Essas são as conclusões de um novo estudo americano, que mostrou que correr por apenas dez minutos ao dia, e cinco vezes por semana, já é suficiente para reduzir o risco de morte precoce. Segundo a pesquisa, o maior benefício é observado não em quem corre maiores distâncias, mas sim entre aqueles que praticam o exercício por pelo menos seis anos.

CONHEÇA A PESQUISATítulo original: Leisure-Time Running Reduces All-Cause and Cardiovascular Mortality Risk​Onde foi divulgada: periódico Journal of the American College of Cardiology

Quem fez: Duck-chul Lee, Russell Pate, Carl Lavie, Xuemei Sui, Timothy Church e outros

Instituição: Universidade do Estado de Iowa, EUA

Resultado: Correr de forma constante, mesmo menos do que 50 minutos por semana e uma distância menor do que 9 quilômetros, ajuda a reduzir o risco de mortalidade.

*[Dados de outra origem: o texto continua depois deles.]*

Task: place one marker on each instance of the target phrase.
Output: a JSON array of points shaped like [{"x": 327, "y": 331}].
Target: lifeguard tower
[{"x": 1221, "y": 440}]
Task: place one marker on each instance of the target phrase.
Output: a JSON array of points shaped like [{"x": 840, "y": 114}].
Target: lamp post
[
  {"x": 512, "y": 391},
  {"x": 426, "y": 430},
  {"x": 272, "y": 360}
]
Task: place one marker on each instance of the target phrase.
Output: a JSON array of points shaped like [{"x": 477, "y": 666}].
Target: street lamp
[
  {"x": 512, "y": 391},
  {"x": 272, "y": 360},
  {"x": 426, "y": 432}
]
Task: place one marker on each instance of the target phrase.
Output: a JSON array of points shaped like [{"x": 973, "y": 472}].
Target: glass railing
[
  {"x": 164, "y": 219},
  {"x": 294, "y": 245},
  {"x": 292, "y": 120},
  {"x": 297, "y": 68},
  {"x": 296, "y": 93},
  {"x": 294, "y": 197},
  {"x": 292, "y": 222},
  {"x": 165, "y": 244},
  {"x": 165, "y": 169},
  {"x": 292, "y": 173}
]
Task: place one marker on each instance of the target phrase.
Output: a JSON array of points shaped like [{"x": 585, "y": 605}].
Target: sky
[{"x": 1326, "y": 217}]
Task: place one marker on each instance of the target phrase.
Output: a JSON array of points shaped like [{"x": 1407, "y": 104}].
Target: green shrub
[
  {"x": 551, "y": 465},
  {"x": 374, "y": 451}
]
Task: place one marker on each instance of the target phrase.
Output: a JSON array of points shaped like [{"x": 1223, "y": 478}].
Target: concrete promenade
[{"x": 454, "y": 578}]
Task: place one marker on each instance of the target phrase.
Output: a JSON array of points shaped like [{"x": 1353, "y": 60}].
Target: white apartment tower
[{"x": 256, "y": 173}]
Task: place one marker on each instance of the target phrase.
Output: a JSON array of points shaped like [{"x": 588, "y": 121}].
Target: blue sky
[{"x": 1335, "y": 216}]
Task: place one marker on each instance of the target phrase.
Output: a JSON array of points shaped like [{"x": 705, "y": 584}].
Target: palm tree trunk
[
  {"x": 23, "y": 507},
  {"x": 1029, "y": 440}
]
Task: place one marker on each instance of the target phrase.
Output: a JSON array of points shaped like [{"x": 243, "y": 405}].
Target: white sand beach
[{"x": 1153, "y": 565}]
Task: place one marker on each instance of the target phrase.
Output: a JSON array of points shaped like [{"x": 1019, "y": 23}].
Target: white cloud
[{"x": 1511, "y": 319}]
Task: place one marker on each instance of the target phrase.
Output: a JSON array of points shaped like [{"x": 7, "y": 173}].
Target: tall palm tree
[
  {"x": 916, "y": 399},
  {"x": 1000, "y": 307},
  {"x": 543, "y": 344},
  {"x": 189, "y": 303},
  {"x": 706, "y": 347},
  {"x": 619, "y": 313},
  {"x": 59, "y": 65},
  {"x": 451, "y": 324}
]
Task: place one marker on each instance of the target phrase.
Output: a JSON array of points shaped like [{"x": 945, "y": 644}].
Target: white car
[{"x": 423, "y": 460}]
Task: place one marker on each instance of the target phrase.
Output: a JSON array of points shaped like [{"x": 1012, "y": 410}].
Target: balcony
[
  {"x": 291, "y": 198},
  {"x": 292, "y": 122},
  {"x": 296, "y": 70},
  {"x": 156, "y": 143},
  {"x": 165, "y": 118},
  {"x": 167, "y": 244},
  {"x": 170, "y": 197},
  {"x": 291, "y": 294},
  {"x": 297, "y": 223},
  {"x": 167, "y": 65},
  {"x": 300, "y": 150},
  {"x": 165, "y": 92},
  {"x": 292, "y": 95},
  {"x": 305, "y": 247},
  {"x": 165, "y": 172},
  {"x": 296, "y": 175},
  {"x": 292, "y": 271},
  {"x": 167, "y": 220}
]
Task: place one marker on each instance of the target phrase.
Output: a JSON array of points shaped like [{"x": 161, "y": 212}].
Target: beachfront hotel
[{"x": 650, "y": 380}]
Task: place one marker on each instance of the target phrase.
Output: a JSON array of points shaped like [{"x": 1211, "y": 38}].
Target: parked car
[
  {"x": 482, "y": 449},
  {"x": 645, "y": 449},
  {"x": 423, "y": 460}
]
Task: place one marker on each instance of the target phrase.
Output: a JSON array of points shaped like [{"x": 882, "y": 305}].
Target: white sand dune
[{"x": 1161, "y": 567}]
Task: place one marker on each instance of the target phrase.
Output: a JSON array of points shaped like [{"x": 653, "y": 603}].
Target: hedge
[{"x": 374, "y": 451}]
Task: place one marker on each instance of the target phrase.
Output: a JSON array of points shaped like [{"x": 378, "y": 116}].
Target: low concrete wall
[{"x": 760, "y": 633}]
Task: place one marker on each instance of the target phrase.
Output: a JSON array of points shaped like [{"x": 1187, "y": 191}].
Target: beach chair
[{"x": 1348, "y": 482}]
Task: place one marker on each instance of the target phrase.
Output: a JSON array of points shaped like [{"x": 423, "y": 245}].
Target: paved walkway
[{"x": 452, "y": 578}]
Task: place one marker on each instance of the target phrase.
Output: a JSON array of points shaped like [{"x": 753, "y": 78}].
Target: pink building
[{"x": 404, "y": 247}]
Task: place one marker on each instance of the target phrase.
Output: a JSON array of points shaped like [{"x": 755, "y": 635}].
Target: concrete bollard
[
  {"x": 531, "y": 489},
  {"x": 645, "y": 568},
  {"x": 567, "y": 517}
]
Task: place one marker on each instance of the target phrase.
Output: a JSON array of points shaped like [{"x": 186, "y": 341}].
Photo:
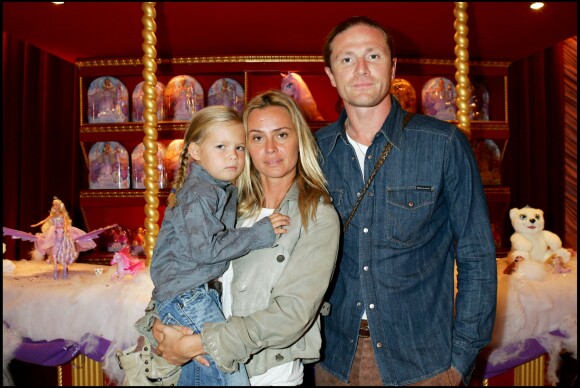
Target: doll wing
[
  {"x": 17, "y": 234},
  {"x": 93, "y": 234}
]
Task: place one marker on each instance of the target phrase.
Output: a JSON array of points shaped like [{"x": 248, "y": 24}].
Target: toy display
[
  {"x": 172, "y": 159},
  {"x": 478, "y": 102},
  {"x": 294, "y": 86},
  {"x": 228, "y": 92},
  {"x": 138, "y": 166},
  {"x": 183, "y": 97},
  {"x": 138, "y": 241},
  {"x": 531, "y": 242},
  {"x": 116, "y": 238},
  {"x": 405, "y": 94},
  {"x": 58, "y": 240},
  {"x": 108, "y": 101},
  {"x": 139, "y": 107},
  {"x": 126, "y": 264},
  {"x": 438, "y": 96}
]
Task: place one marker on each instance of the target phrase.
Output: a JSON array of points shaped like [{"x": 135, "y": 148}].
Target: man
[{"x": 392, "y": 318}]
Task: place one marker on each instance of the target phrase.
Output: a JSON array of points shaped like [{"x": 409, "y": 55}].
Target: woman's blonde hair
[
  {"x": 197, "y": 132},
  {"x": 309, "y": 177}
]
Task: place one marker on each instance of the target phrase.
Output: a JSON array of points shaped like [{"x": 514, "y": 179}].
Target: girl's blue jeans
[{"x": 193, "y": 308}]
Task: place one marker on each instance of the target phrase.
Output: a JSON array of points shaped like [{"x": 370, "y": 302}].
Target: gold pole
[
  {"x": 462, "y": 66},
  {"x": 150, "y": 128},
  {"x": 531, "y": 373},
  {"x": 87, "y": 372}
]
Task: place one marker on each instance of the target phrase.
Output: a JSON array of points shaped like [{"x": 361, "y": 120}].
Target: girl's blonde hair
[
  {"x": 309, "y": 177},
  {"x": 197, "y": 131}
]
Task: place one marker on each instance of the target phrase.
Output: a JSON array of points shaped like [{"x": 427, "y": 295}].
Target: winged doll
[{"x": 58, "y": 241}]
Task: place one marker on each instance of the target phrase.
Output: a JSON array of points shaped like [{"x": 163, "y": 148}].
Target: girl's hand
[
  {"x": 279, "y": 221},
  {"x": 178, "y": 344}
]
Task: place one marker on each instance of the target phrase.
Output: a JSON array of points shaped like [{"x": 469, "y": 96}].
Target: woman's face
[{"x": 272, "y": 142}]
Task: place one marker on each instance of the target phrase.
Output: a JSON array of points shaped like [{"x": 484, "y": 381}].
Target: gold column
[
  {"x": 530, "y": 374},
  {"x": 150, "y": 128},
  {"x": 86, "y": 372},
  {"x": 462, "y": 65}
]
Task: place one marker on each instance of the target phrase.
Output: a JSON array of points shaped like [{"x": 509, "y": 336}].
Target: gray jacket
[
  {"x": 197, "y": 238},
  {"x": 277, "y": 294}
]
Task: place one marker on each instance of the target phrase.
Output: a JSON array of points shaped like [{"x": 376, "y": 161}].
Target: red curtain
[
  {"x": 42, "y": 157},
  {"x": 41, "y": 153},
  {"x": 534, "y": 160}
]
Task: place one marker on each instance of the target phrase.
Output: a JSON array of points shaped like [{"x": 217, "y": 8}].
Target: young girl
[{"x": 197, "y": 238}]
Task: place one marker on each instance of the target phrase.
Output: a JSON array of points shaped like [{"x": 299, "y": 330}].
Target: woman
[{"x": 274, "y": 295}]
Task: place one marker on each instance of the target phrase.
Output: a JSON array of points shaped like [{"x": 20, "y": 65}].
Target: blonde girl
[{"x": 198, "y": 238}]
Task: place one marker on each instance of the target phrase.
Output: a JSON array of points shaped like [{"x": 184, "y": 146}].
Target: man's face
[{"x": 361, "y": 66}]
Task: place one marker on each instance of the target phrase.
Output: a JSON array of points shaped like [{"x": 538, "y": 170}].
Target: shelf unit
[{"x": 256, "y": 74}]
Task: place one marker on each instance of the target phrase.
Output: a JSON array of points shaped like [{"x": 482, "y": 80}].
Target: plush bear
[{"x": 530, "y": 241}]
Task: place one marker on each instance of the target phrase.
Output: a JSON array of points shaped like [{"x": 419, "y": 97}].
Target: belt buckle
[{"x": 364, "y": 331}]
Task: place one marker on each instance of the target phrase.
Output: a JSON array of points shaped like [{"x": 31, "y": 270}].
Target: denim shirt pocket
[{"x": 408, "y": 208}]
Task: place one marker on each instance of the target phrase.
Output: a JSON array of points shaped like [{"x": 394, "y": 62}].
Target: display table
[
  {"x": 50, "y": 322},
  {"x": 93, "y": 315},
  {"x": 536, "y": 316}
]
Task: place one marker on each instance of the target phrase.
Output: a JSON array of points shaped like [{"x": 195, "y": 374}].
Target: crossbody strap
[{"x": 378, "y": 165}]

O estudo, feito na Universidade do Estado de Iowa, será publicado na edição de agosto do periódico Journal of the American College of Cardiology. Os pesquisadores acompanharam cerca de 55.000 adultos durante quinze anos.

Proteção – Ao longo desse tempo, 3.413 participantes morreram, sendo que 1.217 das mortes ocorreram por doença cardíaca. Segundo os resultados, as pessoas que praticavam corrida, em comparação com as que não faziam o exercício, tiveram um risco 30% menor de morrer por qualquer causa ao longo da pesquisa e 45% menor de morrer por alguma doença cardíaca. Além disso, elas viveram, em média, três anos a mais do que as outras.

O estudo indicou que os benefícios da corrida sobre o risco de mortalidade foram observados mesmo em pessoas que corriam, na semana, uma distância de até 9 quilômetros, menos de 50 minutos e em uma velocidade menor do que 9 quilômetros por hora.

Segundo os autores, pessoas que correm até uma hora por semana, por exemplo, parecem ter benefícios semelhantes mesmo em comparação com aquelas que correm mais do que três horas semanais. “Aparentemente, após correr uma determinada distância e por um certo período de tempo, os benefícios se mantêm os mesmos. Não sabemos ao certo o motivo pelo qual isso acontece”, disse à rede americana CNN Warren Levy, médica chefe do instituto de cardiologia Virginia Heart, nos Estados Unidos.